Priscilla sedang memperagakan bagaimana membatik yang benar (Foto: Ester Pandiangan)

Aroma malam yang dipanaskan memenuhi ruangan lantai dua Gedung Kerta Niaga, Kawasan Kota Tua. Semua peserta hening dengan tangan memegang canting dan berusaha mengikuti pola yang ada pada secarik kain tanpa harus menumpahkan malam.

Tiba-tiba saja seseorang menyeletuk, “Seharusnya kita ngebatik sambil bernyanyi,” dan diapun mendendangkan lagu Jawa. Pemandangan bersahaja ini menjadi pengisi acara “Workshop Batik Lasem” sebagai rangkaian kegiatan Festival Ragam Nusantara (5 – 8 Oktober 2017).

Memegang canting jangan seperti memegang pensil, harus sejajar supaya malam tidak tumpah (Foto: Ester Pandiangan)
Memegang canting jangan seperti memegang pensil, harus sejajar supaya malam tidak tumpah (Foto: Ester Pandiangan)

Beberapa tahun terakhir Lasem memang sangat populer. Entah itu tempat-tempat heritage-nya, kuliner termasuk batiknya.

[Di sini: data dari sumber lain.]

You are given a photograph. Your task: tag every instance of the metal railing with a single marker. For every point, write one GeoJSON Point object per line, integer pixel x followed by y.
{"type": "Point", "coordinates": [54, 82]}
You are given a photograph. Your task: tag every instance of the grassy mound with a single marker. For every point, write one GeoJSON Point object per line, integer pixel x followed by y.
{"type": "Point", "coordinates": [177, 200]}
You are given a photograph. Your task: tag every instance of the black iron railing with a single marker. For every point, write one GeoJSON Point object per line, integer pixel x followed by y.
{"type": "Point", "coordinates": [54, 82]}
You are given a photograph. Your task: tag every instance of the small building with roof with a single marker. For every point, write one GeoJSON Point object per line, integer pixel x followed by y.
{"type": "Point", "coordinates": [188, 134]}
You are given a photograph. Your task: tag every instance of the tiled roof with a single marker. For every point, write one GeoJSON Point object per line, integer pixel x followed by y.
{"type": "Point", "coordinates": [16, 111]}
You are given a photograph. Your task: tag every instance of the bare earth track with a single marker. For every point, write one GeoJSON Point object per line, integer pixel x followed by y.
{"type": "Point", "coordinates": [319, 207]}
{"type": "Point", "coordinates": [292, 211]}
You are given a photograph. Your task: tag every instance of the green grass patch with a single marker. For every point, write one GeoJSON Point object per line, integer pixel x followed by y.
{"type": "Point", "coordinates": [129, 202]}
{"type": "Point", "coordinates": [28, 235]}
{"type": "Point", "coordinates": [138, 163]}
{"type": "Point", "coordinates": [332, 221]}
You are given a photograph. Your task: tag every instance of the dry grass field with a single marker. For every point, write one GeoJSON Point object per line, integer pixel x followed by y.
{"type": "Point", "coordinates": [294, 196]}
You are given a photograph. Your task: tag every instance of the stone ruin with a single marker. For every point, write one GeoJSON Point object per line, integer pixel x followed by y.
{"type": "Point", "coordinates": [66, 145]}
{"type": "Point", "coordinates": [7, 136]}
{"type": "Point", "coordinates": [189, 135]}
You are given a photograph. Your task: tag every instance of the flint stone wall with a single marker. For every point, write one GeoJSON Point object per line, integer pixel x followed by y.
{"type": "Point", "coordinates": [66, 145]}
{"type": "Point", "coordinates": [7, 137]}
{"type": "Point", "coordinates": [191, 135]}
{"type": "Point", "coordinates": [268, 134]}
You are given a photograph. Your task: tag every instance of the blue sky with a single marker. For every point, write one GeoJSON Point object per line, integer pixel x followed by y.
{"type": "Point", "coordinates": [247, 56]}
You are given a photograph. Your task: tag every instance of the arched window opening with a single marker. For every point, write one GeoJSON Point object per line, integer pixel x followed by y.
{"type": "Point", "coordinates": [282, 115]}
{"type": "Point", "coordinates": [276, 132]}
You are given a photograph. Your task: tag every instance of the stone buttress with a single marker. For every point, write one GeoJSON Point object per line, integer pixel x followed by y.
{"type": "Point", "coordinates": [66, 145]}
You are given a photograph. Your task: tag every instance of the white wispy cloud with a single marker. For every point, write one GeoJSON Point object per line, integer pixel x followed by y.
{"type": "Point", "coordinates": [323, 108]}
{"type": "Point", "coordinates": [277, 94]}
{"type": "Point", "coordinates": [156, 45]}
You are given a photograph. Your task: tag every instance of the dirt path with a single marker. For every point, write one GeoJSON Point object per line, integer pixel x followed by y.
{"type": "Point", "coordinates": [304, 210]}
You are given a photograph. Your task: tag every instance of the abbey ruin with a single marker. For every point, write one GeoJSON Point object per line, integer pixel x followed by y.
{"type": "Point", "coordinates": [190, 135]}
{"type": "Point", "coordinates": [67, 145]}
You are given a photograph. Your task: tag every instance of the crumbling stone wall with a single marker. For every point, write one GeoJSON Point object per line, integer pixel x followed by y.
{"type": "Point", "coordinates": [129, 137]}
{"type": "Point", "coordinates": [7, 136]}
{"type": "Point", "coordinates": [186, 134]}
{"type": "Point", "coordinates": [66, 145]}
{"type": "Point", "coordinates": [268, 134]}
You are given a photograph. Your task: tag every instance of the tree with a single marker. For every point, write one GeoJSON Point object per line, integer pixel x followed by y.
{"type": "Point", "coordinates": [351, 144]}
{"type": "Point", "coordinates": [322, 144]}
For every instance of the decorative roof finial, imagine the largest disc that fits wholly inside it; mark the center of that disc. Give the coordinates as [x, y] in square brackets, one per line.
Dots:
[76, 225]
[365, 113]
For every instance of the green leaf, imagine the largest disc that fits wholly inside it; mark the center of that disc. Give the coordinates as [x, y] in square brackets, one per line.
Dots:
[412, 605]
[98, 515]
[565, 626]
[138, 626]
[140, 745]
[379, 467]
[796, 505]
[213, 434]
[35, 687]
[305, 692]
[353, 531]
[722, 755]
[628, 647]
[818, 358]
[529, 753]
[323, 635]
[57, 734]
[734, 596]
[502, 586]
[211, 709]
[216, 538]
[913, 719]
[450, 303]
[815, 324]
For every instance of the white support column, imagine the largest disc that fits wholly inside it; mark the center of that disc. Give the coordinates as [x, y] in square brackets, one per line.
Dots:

Hari Batik Nasional boleh saja sudah lewat beberapa hari, namun semangat selebrasinya sudah sepantasnya dirayakan setiap hari.

Pasangan suami istri Henry Ying dan Priscilla Renny adalah dua pengrajin/pengusaha batik yang datang ke Kota Tua untuk kembali mengingatkan kita kalau seni batik tidak akan pudar dimakan waktu.

Sembari menemani mereka-mereka yang ingin mencoba membatik, keduanya bercerita kalau sebelumnya tidak pernah terpikirkan kelak akan menjadi pengrajin/pengusaha batik. Akhirnya, karena tidak ada saudara yang bisa meneruskan usaha batik orangtua, membuat mereka memilih untuk tinggal di Lasem dan membesarkan batik Lasem usaha keluarga yang sudah berusia puluhan tahun.

Menurut Priscilla, keunikan batik Lasem terletak pada motif dan warnanya. Dengan lokasi Lasem yang berdekatan dengan pantai, tidak dapat dipungkiri kalau motif yang berkembang adalah hal-hal yang berhubungan dengan pantai seperti rumput laut, udang dan ikan.

Selain itu juga, karena kultur Lasem juga banyak terpapar dengan kebudayaan Tionghoa, motif yang muncul juga berbentuk naga, kilin dan burung hong.

Lantas apa yang membedakannya dengan motif Pekalongan? Jelas adalah warna Lasem yang sangat berkarakter yaitu sering disebut dengan “merah darah ayam” karena merahnya yang unik. “Ini disebabkan karena kandungan mineral pada air di lingkungan Lasem yang lebih tinggi dibanding dengan daerah-daerah yang lain,” tambah Priscilla.

Salah satu motif batik Lasem (Foto: Ester Pandiangan)
Salah satu motif batik Lasem (Foto: Ester Pandiangan)

Pop sebagai pemerhati kebudayaan dan heritage di Lasem yang turut hadir dalam acara tersebut berkomentar kalau menurutnya Lasem punya paduan yang unik antara warna dan motifnya. Terkadang kondisi unik tersebut mengacu pada abstrak yang membuat penampilan si pemakai terkesan klasik dan elegan.

Walaupun batik Lasem sudah semakin dikenal, bukan berarti memudahkan langkah Priscilla dan pengrajin batik lainnya, perlu tetap ada terobosan dan kreativitas supaya batik Lasem tidak tenggelam ditelan zaman.